Luka Mayang 07

1.6K 76 5
                                    

"Nenek! Mayang mau tanya sesuatu," ucap Mayang tiba-tiba. Neneknya yang sedang menampi beras, langsung mendongak. Mayang duduk di samping neneknya, menyiapkan kata demi kata lalu dirangkai menjadi sebuah pertanyaan besar untuknya.

"May yakin nenek tahu semua ini. Sebenarnya apa yang terjadi? Apa yang ada di dalam tubuh May?" Bibir wanita itu bergetar ketika mengeluarkan semua tanda tanya di dalam pikirannya.

"Jin, May. Jin, nggak ada yang lain," jawab nenek. Mayang masih tak merasa puas dengan jawaban itu, memilih untuk bertanya lagi.

"Bohong, pasti ada sesuatu yang nggak May tau. Nek ... May mau memberitahu sesuatu, hal yang besar dan ini memalukan. Tapi tolong percaya sama May," katanya mengiba. Nenek mengangguk ragu, lalu melempar pandang ke sembarang arah; malas.

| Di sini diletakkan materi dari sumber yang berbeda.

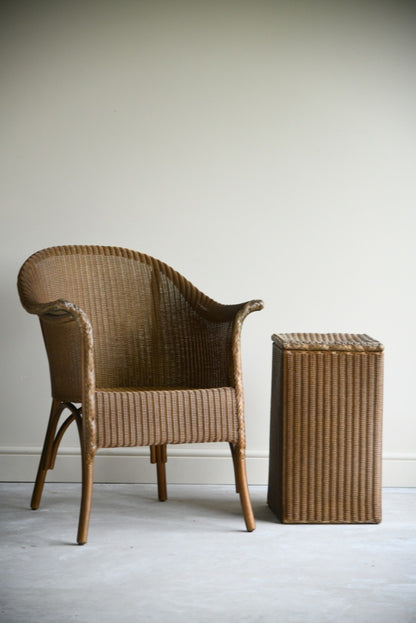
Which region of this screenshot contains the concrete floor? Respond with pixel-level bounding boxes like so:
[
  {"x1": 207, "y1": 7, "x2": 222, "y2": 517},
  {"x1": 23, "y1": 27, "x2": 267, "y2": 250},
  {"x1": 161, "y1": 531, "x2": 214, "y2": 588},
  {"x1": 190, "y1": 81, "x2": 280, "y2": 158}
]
[{"x1": 0, "y1": 483, "x2": 416, "y2": 623}]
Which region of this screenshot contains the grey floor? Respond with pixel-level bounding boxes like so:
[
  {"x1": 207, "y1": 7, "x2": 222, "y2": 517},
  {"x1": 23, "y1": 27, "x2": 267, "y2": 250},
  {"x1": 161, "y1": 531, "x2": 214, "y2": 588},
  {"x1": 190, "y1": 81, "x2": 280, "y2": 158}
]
[{"x1": 0, "y1": 483, "x2": 416, "y2": 623}]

"May ... hamil," lanjutnya. Nenek langsung menoleh ke arahnya, melempar tatapan tajam dan menakutkan.

Plak!

Satu tamparan keras mendarat di pipi kiri Mayang. Wanita itu meng-aduh, air matanya meleleh seketika. Ia tak menyangka, sosok penyayang selain ibunya kini telah menampar pipinya.

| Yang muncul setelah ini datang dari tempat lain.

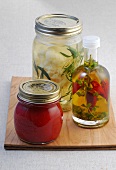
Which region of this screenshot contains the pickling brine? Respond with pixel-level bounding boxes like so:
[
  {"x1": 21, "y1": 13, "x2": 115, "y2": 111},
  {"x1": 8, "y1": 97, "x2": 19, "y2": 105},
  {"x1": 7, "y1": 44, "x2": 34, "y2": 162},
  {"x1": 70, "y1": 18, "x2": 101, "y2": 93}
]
[
  {"x1": 72, "y1": 37, "x2": 110, "y2": 128},
  {"x1": 33, "y1": 15, "x2": 83, "y2": 111}
]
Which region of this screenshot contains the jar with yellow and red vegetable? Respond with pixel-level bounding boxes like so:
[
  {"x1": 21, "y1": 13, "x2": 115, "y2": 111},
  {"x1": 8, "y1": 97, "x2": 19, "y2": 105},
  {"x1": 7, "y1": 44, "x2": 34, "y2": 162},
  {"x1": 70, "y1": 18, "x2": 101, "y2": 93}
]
[
  {"x1": 14, "y1": 79, "x2": 63, "y2": 144},
  {"x1": 72, "y1": 36, "x2": 110, "y2": 128}
]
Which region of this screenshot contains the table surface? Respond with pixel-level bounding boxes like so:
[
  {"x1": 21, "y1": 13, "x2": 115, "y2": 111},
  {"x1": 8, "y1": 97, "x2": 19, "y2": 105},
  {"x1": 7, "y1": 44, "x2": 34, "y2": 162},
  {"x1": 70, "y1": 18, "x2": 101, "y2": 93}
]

"Nenek ...," lirihnya. Mata neneknya merah, berkaca-kaca. Nampan beras ia letakkan di samping, lalu bangkit dan menarik tangan Mayang pergi entah ke mana.

***

"Siapa ayah dari bayi ini? Kapan kamu melakukan?" tanya nenek.

"Nek, denger penjelasan May dulu. May sama sekali nggak ngerasa pernah melakukan itu. May merasa masih suci. Ba-bapak yang ngelakuin ini, Nek," jawabnya menunduk.

"Bayi ini bukan anak jin. Tapi May benar-benar ngerasa nggak pernah melakukan, sama sekali nggak! May tahu ini dosa, Nek. Tiba-tiba langsung seperti ini," lanjutnya sambil sesenggukan.

Sang nenek tak menjawab, ia memilih tenggelam dalam pikirannya sendiri. Mayang menunggu sepatah dua kata itu keluar dari bibir neneknya. Ia berharap akan diberi kesempatan mencari tahu hal yang sebenarnya, meski butuh banyak pengorbanan.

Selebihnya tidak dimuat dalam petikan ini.